The Zimo MX695 is a 6 amp controller plus programmable sound and motor/heater combined DCC unit and would cost less than the P8 and separate decoder. 

I do not know the capability of the D808SR.


----------



## maxter151 (Dec 28, 2011)

Thanks Dan. Do you know if the MX695KN (6A/10A) ($99.95 @ Train-Li) has sound? Or is it just a non-sound decoder?

Do you know if all the Truesound MX695 versions (KS,KV,LS,LV) can also run the ProLine Pulsed Smoke generator?

I appreciate your help, Dan, Thanks.


----------



## Dan Pierce (Jan 2, 2008)

The MX695KN is the non-sound decoder. 

KV and LV definately run the fan motor and all versions control the heater element. Manual has set cv133 to 1, but this is not needed, copied from the MX690 manual in error. 

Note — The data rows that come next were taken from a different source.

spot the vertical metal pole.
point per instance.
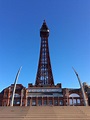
(82, 89)
(16, 79)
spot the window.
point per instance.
(55, 102)
(39, 102)
(33, 102)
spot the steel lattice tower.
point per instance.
(44, 72)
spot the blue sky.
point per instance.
(69, 40)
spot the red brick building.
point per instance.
(44, 92)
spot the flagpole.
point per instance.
(82, 89)
(16, 79)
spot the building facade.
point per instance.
(44, 92)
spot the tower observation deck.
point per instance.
(44, 72)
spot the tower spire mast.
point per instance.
(44, 72)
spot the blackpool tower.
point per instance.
(44, 75)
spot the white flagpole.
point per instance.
(82, 89)
(16, 79)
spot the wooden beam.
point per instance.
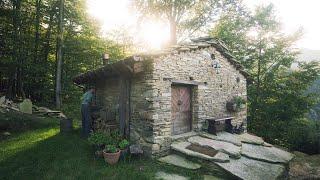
(193, 83)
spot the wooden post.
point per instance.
(59, 55)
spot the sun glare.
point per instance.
(155, 35)
(116, 14)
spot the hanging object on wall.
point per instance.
(215, 64)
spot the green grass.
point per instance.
(39, 151)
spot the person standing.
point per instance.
(87, 101)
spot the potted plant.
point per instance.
(111, 154)
(97, 140)
(123, 145)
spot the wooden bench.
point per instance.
(216, 125)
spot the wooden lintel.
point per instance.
(174, 81)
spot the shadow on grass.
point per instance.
(70, 157)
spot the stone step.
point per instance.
(221, 146)
(182, 148)
(223, 136)
(267, 154)
(250, 169)
(251, 139)
(210, 177)
(169, 176)
(184, 136)
(179, 161)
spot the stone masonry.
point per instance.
(150, 96)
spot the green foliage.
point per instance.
(186, 17)
(36, 29)
(123, 144)
(111, 148)
(97, 138)
(59, 156)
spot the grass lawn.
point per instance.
(36, 150)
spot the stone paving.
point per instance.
(244, 156)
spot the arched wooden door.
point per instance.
(180, 109)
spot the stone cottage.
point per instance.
(153, 98)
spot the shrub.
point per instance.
(97, 138)
(303, 135)
(123, 144)
(111, 149)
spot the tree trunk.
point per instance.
(46, 45)
(59, 55)
(15, 82)
(37, 33)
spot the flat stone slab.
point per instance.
(167, 176)
(264, 153)
(221, 146)
(223, 136)
(210, 177)
(179, 161)
(251, 139)
(267, 144)
(182, 148)
(250, 169)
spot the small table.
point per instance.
(216, 125)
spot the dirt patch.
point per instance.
(203, 150)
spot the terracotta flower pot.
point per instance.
(111, 158)
(123, 153)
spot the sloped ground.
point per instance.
(36, 150)
(304, 166)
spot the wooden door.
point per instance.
(180, 109)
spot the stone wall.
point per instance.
(107, 97)
(150, 123)
(209, 98)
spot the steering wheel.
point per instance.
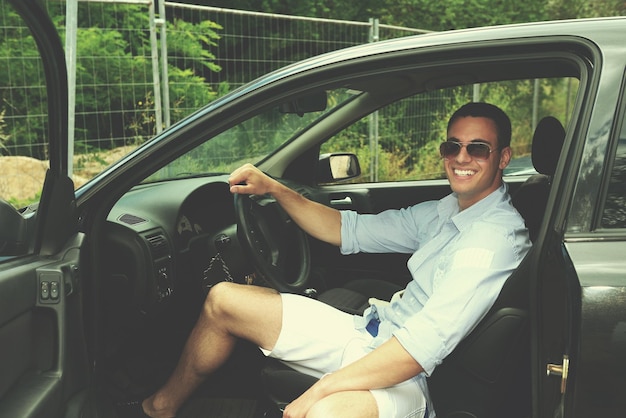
(278, 247)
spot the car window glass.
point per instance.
(614, 213)
(23, 135)
(249, 141)
(401, 140)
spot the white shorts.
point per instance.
(317, 339)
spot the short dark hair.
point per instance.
(487, 110)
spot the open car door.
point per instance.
(42, 351)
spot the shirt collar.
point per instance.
(448, 207)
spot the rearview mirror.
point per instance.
(312, 102)
(337, 167)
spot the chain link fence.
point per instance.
(137, 66)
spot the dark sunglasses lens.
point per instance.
(449, 149)
(480, 151)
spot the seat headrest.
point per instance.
(547, 143)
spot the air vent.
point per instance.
(131, 219)
(158, 245)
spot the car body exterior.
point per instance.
(114, 273)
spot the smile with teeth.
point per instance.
(463, 173)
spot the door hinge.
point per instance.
(560, 370)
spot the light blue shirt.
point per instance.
(460, 262)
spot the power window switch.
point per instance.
(54, 290)
(44, 292)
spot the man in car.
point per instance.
(464, 247)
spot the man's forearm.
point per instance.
(320, 221)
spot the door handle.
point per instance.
(341, 202)
(561, 370)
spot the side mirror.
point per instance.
(13, 231)
(337, 167)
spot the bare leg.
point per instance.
(230, 312)
(358, 404)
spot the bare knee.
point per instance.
(219, 301)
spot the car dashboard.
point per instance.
(160, 240)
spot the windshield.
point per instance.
(249, 141)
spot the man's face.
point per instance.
(470, 177)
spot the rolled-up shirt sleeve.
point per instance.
(468, 279)
(388, 231)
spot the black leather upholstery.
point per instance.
(488, 374)
(532, 196)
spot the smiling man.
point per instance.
(374, 365)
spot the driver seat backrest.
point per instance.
(532, 197)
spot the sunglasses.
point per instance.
(478, 150)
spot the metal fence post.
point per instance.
(373, 118)
(158, 109)
(71, 27)
(162, 23)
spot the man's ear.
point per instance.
(505, 157)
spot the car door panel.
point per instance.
(34, 334)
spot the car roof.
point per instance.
(596, 31)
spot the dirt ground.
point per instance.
(22, 177)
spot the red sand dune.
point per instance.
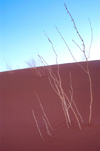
(18, 130)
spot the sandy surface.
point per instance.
(18, 129)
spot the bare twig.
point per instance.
(37, 125)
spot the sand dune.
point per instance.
(18, 129)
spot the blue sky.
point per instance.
(22, 23)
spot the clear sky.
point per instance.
(22, 23)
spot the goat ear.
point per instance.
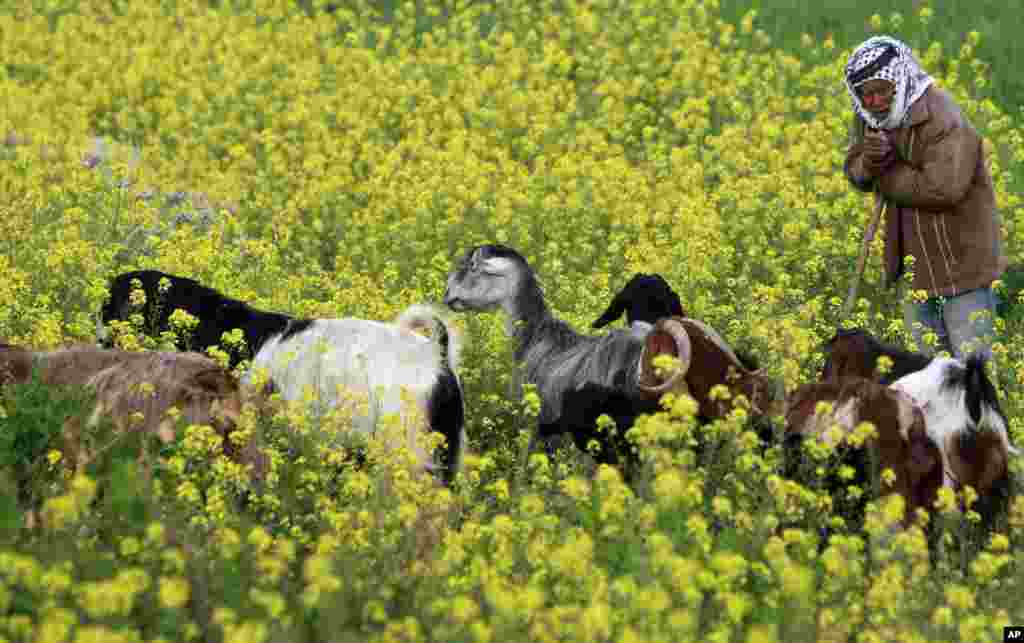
(974, 394)
(613, 311)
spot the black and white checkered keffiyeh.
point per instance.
(888, 58)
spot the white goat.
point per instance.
(382, 368)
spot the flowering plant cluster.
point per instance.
(332, 160)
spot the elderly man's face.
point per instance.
(877, 94)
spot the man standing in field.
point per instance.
(912, 146)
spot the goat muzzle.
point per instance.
(667, 338)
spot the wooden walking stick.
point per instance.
(865, 248)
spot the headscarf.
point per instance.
(886, 57)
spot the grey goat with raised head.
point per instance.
(578, 377)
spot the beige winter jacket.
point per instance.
(940, 200)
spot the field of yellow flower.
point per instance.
(334, 162)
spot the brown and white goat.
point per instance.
(965, 419)
(711, 362)
(901, 441)
(136, 391)
(856, 352)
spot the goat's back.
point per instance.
(357, 355)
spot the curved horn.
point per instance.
(649, 383)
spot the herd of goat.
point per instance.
(938, 420)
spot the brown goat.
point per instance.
(901, 442)
(136, 390)
(712, 362)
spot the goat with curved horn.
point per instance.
(668, 337)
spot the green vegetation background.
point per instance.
(849, 23)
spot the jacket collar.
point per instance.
(920, 111)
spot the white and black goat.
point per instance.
(901, 443)
(644, 299)
(376, 361)
(215, 312)
(964, 417)
(578, 377)
(376, 369)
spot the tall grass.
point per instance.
(849, 23)
(333, 164)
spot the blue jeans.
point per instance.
(964, 324)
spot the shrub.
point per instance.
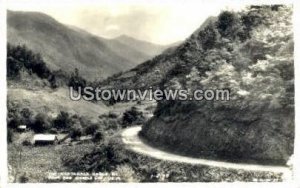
(26, 143)
(41, 123)
(91, 129)
(132, 116)
(98, 136)
(62, 121)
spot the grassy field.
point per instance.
(36, 162)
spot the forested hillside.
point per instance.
(251, 53)
(65, 47)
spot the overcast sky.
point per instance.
(157, 22)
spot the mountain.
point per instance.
(248, 52)
(65, 47)
(147, 48)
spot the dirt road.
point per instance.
(134, 143)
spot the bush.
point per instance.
(62, 121)
(132, 116)
(10, 135)
(41, 123)
(26, 143)
(91, 129)
(98, 136)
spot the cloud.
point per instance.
(161, 23)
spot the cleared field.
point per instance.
(52, 102)
(36, 162)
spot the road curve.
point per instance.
(133, 142)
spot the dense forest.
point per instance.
(251, 53)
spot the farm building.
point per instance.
(45, 139)
(22, 128)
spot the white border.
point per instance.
(3, 147)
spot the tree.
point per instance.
(41, 123)
(62, 121)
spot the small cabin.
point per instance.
(45, 139)
(22, 128)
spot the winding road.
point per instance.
(133, 142)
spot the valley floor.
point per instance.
(132, 141)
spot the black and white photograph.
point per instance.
(149, 92)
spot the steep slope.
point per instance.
(251, 53)
(154, 71)
(64, 47)
(145, 47)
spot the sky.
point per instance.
(160, 22)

We are testing the S versions to see if the fan circuit runs in both diesels and steam engines. 

You can download the manuals for Zimo decoders in English from zimo.at and just select the British flag for English menus. 

Go to manuals and select Zimo user manuals. 
Scroll down to MX695 
Columns are: Description, German, English, and if another probably Italian.


----------



## Greg Elmassian (Jan 3, 2008)

Just to fill in, the D808 has no such capability to run the fan and heating element. Normally, the logic to do this is only found in a combination motor and sound decoder. 

The D808 is a very no frills high current decoder. 

(sell the Phoenix and NCE and get the Zimo, you'll save money) 

Greg


----------



## maxter151 (Dec 28, 2011)

Thanks for the advice. I will definitely be doing that. After I saw the videos of the ProLine Pulsed Smoke I know I just gotta have the smoke or my K27s are not complete.


----------



## maxter151 (Dec 28, 2011)

Thank you again Dan. It's great to know there are people like you and Greg in the world to help people. Greatly appreciated.


----------